$\newcommand\F{\mathbb{F}}\newcommand\R{\mathbb{R}}\newcommand\C{\mathbb{C}}\newcommand\Z{\mathbb{Z}}\newcommand\tr{\operatorname{trace}}\newcommand\End{\operatorname{End}}$

The trace of a sqaure matrix $A$ is defined to be the sum of the elements along the diagonal. A basic fact is that for any invertible matrix $M$, \begin{equation}\tag{*} \tr(M^{-1}AM) = \tr(A). \end{equation}

Let $V$ be an $n$-dimensional vector space over a field $\F$. The trace of a linear transformation $L: V \rightarrow V$ is usually defined as follows: Let $(v_1, \dots, v_n)$ be a basis of $V$. There exists a matrix $A$ such that $$ L(e_i) = A_i^je_j. $$ Then the trace of $L$ is defined to be $$ \tr(L) = \tr(A). $$ Fact (*) implies that this the right side remains the same, no matter which basis of $V$ is used.
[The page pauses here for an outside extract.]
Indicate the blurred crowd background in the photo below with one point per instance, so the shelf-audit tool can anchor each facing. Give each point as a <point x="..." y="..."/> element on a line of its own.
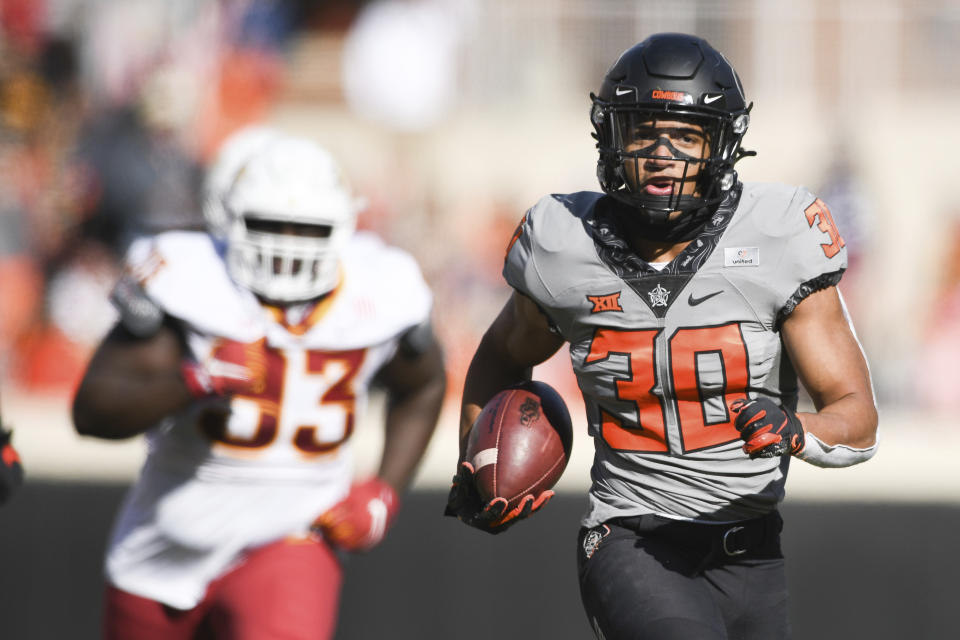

A natural question is whether there is a way to define the trace of a linear transformation directly without using a basis or matrix. This would prove (*). One way is to use the universal property of the tensor product of two vector spaces.

Universal property of tensor product: Let $V$ and $W$ be vector spaces over a field $\F$. The tensor product $V\otimes W$ is a vector space with a bilinear map \begin{align*} B: V\times W &\rightarrow V\otimes W\\ (v,w) &\mapsto v\otimes w \end{align*} such that the following universal property holds: For any vector space $Z$ and bilinear map $$ b: V\times W \rightarrow Z, $$ there exists a unique linear map $$ \bar{b}: V\otimes W \rightarrow Z $$ such that $$ b = \bar{b}\circ B. $$

Space of linear transformations is tensor product: Let $\End(V)$ denote the space of linear transformations from $V$ to itself. The set of all rank $1$ linear transformations is the image of the following bilinear map \begin{align*} \phi: V \times V^* &\rightarrow \End(V), \end{align*} where for any $(v,\ell) \in V\times V^*$, the map $\phi(v,\ell): V \rightarrow V$ is the rank $1$ map such that for aany $w \in V$ to be $$ \phi(v, \ell)(w) = (\ell(w))v. $$ By the universal property above, this extends uniquely to a linear map $$ \bar\phi: V\otimes V^* \rightarrow \End(V). $$ It is straightforward to verify that $\bar\phi$ is an isomorphism.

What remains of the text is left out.